The Gehilfersberg is a hill in the Landkreis Fulda, Hesse, Germany. It is part of the Rhön hills and lies northwest of the village of Rasdorf.

The basalt peak is located close to the range known as "Hessian Skittles" (Hessisches Kegelspiel) but there are diverging views on whether it should be counted as one of the nine hills "officially" part of the "nine pins".

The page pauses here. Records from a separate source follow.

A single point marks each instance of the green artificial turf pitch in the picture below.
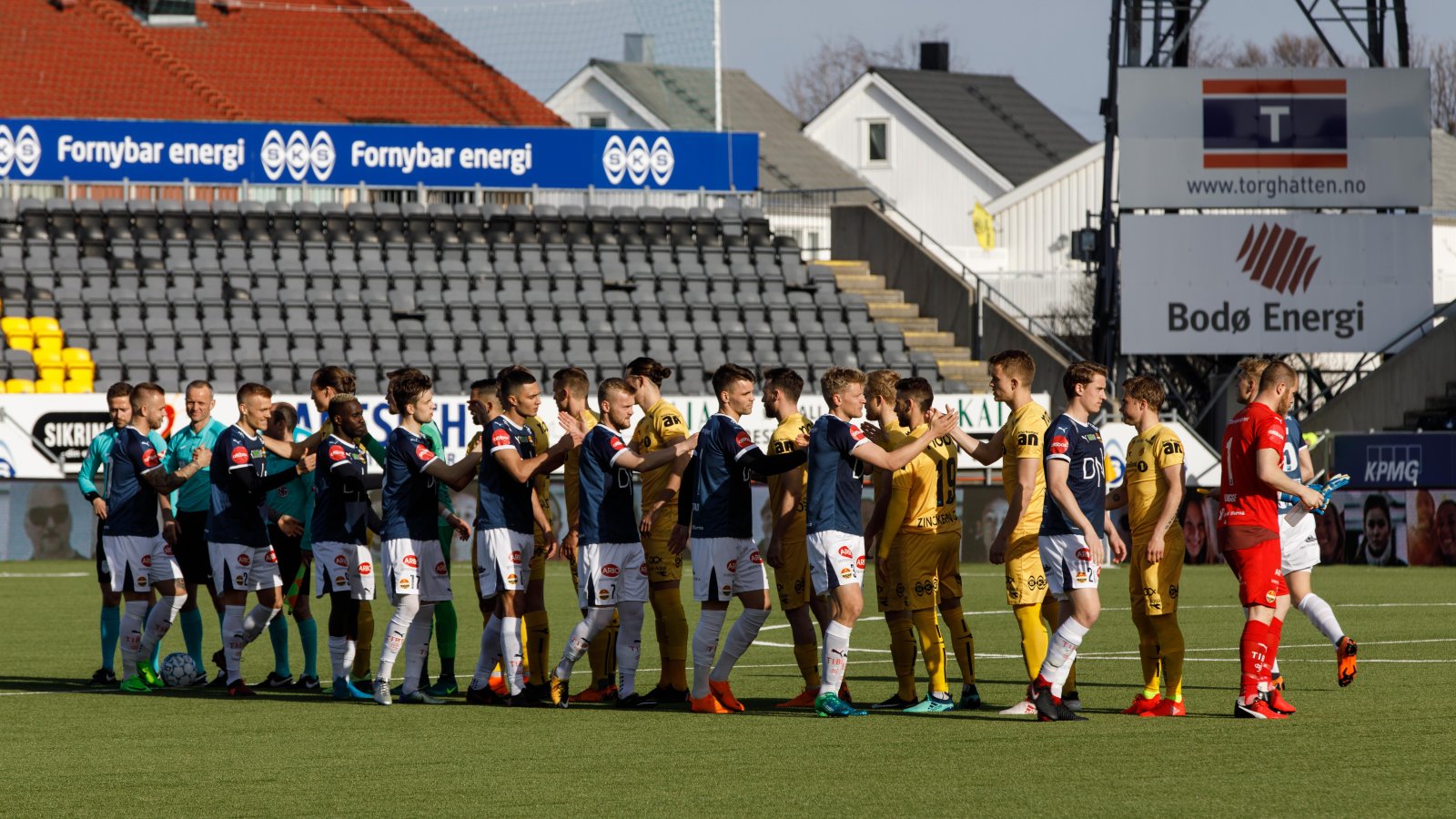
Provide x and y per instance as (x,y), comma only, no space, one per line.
(1380,746)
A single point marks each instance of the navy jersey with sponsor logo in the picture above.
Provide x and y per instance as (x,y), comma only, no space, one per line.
(1081,446)
(411,503)
(131,504)
(834,477)
(504,503)
(339,513)
(237,515)
(606,511)
(1289,460)
(721,504)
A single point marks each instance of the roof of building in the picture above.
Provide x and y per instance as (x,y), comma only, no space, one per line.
(683,99)
(992,116)
(337,62)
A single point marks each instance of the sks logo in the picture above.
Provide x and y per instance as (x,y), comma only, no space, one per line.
(298,155)
(1278,258)
(19,150)
(1274,123)
(635,160)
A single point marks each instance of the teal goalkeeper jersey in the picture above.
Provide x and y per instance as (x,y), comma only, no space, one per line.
(293,499)
(197,493)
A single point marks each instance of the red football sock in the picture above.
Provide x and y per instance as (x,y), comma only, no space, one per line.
(1252,659)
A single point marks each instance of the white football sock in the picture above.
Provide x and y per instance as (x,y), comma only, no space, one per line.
(159,622)
(596,622)
(417,646)
(490,653)
(739,640)
(1322,617)
(395,634)
(133,617)
(1062,652)
(339,649)
(630,646)
(513,654)
(836,656)
(705,644)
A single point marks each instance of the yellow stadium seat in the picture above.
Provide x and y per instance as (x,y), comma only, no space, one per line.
(48,365)
(47,332)
(18,332)
(77,363)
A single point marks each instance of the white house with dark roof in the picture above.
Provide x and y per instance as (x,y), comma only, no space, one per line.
(938,143)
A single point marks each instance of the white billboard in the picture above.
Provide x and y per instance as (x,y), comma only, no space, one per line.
(1273,283)
(1274,137)
(38,428)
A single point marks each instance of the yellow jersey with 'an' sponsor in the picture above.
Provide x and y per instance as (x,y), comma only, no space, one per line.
(1148,455)
(589,420)
(1021,436)
(784,440)
(660,428)
(928,484)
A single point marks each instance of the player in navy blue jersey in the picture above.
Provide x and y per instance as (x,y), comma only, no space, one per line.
(138,557)
(238,530)
(506,521)
(1074,525)
(611,562)
(342,518)
(837,452)
(415,570)
(713,509)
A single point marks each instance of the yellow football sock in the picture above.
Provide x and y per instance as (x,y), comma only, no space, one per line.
(902,653)
(364,643)
(672,636)
(536,639)
(807,658)
(932,647)
(1171,647)
(961,642)
(1147,649)
(1033,637)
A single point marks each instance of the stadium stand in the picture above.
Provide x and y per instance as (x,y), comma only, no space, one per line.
(239,292)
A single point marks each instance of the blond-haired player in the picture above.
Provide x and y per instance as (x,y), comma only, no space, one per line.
(659,429)
(924,526)
(1152,489)
(1018,446)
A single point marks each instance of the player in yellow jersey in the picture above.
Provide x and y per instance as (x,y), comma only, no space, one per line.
(1018,446)
(922,523)
(890,599)
(788,548)
(570,389)
(1152,489)
(660,428)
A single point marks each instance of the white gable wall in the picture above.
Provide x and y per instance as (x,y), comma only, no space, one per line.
(928,178)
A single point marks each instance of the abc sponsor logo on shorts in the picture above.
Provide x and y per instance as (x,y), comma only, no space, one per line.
(19,150)
(635,160)
(298,155)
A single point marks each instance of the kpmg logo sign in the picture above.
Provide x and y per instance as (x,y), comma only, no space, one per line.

On the peak is a Baroque pilgrimage chapel St. Marien und Vierzehn Nothelfer, dedicated to Virgin Mary and the Fourteen Holy Helpers, construction of which began during the reign of Johann Bernhard Schenk von Schweinsberg (1623-1632), Abbot of Fulda to replace an earlier chapel that had been destroyed. It was consecrated in 1681. Initially, a figure of Christ (the holy Gehülf) was revered, but the focus shifted to the Fourteen Helpers over time. From the 18th century, the Gehilfersberg was one of the most important pilgrimage destinations in eastern Hesse. Seven stations mark the Stations of the Cross leading up from Rasdorf. There is also a fortified cemetery (Wehrfriedhof) at the top.

On 11 May 1996, the Catholic chapel was destroyed by arson. However, it was quickly rebuilt and rededicated by Bishop of Fulda Johannes Dyba on 19 May 1997.

More recently, a part of the wooded slopes has been designated as a burial forest.